Right to development - In all forms - emotional, physical and mental. This includes proper care and love, education and learning and development through recreation, play and nutrition.
The Convention puts the obligation on the State to ensure these rights to children including those in institutional care. The Hague Convention, to which India is a signatory, lays down the principles behind adoption, with the overarching theme of "best interest of the child".
In India, we have a fairly comprehensive Juvenile Justice Act and the Integrated Child Protection Scheme. Under these, every orphanage or Child Home should be registered under the Juvenile Justice Act, which also prescribes certain minimum facilities and requirements. The protection, care and development of all children in /out of orphanages are supposed to be overseen by the Child Welfare Committee (CWC) and the WCD officials in each district. The ICPS scheme provide for funds to be given to orphanages for infrastructure as well as running expenses. If implemented properly, the Juvenile Justice Act and ICPS provides a good framework for overseeing orphanages and taking care of children in need of care and protection.
Unfortunately, they suffer from poor implementation on the ground. Many orphanages are not even registered with the government. Child records and data is all on paper and not usable by the government for oversight and supervision. Funds do not flow in a regular or timely manner and not in a transparent and corruption free process. Thus in reality, the role of CWC's and WCD departments is not as effective as it should be.

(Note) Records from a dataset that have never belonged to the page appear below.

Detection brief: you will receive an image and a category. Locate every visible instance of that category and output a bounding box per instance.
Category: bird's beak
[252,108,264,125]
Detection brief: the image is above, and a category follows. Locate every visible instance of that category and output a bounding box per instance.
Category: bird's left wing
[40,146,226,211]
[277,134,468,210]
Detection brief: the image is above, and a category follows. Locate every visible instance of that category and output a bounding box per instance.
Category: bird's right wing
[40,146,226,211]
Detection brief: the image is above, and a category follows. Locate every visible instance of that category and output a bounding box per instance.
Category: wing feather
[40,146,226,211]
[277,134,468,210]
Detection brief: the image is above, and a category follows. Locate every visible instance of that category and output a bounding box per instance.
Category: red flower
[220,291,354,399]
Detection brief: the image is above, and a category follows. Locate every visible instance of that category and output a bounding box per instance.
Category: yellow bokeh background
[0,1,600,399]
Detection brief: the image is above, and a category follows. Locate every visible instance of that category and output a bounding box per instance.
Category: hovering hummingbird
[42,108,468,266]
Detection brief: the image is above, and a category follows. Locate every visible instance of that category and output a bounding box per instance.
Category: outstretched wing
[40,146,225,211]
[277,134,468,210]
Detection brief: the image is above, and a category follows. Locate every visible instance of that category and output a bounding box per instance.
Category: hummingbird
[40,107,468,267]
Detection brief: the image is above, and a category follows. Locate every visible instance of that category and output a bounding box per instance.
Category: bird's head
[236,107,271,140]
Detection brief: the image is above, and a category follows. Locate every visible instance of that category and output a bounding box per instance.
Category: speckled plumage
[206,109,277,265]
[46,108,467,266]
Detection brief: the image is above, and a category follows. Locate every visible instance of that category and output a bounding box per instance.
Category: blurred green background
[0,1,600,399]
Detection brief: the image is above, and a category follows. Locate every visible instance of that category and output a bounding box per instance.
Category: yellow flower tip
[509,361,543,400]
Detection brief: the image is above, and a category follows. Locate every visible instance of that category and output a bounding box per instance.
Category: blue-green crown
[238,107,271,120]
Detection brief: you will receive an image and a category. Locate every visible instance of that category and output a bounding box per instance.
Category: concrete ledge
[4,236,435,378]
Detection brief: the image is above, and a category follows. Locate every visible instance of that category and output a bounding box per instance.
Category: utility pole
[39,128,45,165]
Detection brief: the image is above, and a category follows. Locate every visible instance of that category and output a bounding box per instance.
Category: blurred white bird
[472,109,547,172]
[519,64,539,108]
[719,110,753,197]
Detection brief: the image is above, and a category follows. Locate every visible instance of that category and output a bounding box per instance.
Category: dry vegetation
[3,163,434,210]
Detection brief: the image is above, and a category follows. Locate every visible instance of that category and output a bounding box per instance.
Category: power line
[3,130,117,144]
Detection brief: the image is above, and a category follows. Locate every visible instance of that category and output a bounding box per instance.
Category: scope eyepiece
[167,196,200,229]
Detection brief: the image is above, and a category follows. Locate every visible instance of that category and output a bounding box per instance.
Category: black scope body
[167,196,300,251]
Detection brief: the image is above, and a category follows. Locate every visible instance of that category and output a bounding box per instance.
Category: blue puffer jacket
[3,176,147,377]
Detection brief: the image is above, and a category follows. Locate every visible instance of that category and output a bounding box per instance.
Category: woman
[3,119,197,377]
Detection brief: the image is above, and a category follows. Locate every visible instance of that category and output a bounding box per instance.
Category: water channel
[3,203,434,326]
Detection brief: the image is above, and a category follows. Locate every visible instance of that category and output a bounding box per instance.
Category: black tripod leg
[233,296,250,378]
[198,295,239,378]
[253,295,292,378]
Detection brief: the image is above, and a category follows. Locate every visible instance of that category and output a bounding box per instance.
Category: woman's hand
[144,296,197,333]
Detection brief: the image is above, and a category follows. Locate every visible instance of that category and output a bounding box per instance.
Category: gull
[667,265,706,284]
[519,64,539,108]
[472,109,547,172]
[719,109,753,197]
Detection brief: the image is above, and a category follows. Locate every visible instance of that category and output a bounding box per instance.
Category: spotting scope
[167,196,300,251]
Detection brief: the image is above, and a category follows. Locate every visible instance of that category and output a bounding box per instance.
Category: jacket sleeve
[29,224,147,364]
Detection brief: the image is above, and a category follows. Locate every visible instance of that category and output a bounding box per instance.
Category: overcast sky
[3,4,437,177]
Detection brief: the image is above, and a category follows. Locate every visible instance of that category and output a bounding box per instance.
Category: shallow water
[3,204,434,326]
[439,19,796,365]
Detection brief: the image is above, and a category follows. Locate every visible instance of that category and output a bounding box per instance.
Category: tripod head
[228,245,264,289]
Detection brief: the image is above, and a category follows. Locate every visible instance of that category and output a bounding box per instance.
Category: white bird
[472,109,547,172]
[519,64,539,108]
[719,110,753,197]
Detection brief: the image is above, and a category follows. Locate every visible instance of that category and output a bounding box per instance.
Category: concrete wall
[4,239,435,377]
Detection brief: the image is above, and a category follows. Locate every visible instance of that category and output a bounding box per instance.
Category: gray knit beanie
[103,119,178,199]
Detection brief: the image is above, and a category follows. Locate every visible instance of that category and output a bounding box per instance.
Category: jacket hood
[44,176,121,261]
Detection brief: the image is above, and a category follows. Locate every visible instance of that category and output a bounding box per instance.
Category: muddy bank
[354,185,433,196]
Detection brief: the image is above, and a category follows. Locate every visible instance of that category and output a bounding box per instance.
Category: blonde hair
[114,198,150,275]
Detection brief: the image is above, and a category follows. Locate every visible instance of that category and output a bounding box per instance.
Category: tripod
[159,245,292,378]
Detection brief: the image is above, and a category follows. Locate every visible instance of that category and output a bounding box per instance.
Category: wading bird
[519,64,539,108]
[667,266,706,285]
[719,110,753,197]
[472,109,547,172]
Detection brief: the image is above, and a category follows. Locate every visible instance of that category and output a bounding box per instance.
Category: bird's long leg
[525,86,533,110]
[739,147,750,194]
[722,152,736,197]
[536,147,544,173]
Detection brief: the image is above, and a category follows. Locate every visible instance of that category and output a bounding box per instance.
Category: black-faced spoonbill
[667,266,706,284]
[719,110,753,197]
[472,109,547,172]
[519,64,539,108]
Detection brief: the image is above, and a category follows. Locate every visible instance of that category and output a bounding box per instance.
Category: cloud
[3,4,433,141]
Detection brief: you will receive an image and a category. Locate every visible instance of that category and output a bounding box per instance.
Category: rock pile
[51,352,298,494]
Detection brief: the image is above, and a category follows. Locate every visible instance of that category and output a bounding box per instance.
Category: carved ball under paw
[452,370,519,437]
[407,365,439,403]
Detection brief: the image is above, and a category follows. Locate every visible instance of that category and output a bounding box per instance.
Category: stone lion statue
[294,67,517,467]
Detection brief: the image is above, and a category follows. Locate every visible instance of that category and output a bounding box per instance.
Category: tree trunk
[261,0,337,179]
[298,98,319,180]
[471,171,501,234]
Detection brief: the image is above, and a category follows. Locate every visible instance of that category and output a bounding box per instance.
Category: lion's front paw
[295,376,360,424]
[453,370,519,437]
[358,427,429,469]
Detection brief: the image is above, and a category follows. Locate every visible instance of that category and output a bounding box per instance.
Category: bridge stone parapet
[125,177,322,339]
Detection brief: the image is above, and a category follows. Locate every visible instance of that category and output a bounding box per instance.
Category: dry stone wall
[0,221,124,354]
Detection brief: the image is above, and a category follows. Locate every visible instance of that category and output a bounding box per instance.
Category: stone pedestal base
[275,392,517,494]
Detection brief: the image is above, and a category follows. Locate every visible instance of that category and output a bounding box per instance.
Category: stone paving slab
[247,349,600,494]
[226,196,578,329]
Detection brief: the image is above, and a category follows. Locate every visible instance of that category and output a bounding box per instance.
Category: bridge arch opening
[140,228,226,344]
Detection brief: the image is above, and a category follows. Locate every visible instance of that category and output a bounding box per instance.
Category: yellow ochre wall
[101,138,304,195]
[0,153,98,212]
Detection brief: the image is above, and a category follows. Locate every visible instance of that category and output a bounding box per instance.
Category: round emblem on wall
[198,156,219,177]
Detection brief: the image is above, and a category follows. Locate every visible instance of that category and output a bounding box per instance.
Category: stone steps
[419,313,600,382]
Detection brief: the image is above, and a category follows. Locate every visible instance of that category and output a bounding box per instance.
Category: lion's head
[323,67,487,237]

Adoptions are the responsibility of a Central Adoption Resource Agency (CARA), under the WCD Ministry. CARA have laid down guidelines for adoption in India as well broadly in alignment with the Hague Convention. CARA also operates the central database of all children available for adoption, called CARINGS. CARA is supported by a network of State Adoption Resource Agency (SARA) in every state. All adoption agencies are meant to be registered with either CARA or respective SARA for undertaking adoption work.
Thus in intent, policy and laws, India is on the right track and in compliance with the UN and Hague Convention. However, in practice and implementation there are many issues and gaps. CSA's mission is to work with all stakeholders including Government to improve policies, streamline implementation and create systemic and attitudinal change.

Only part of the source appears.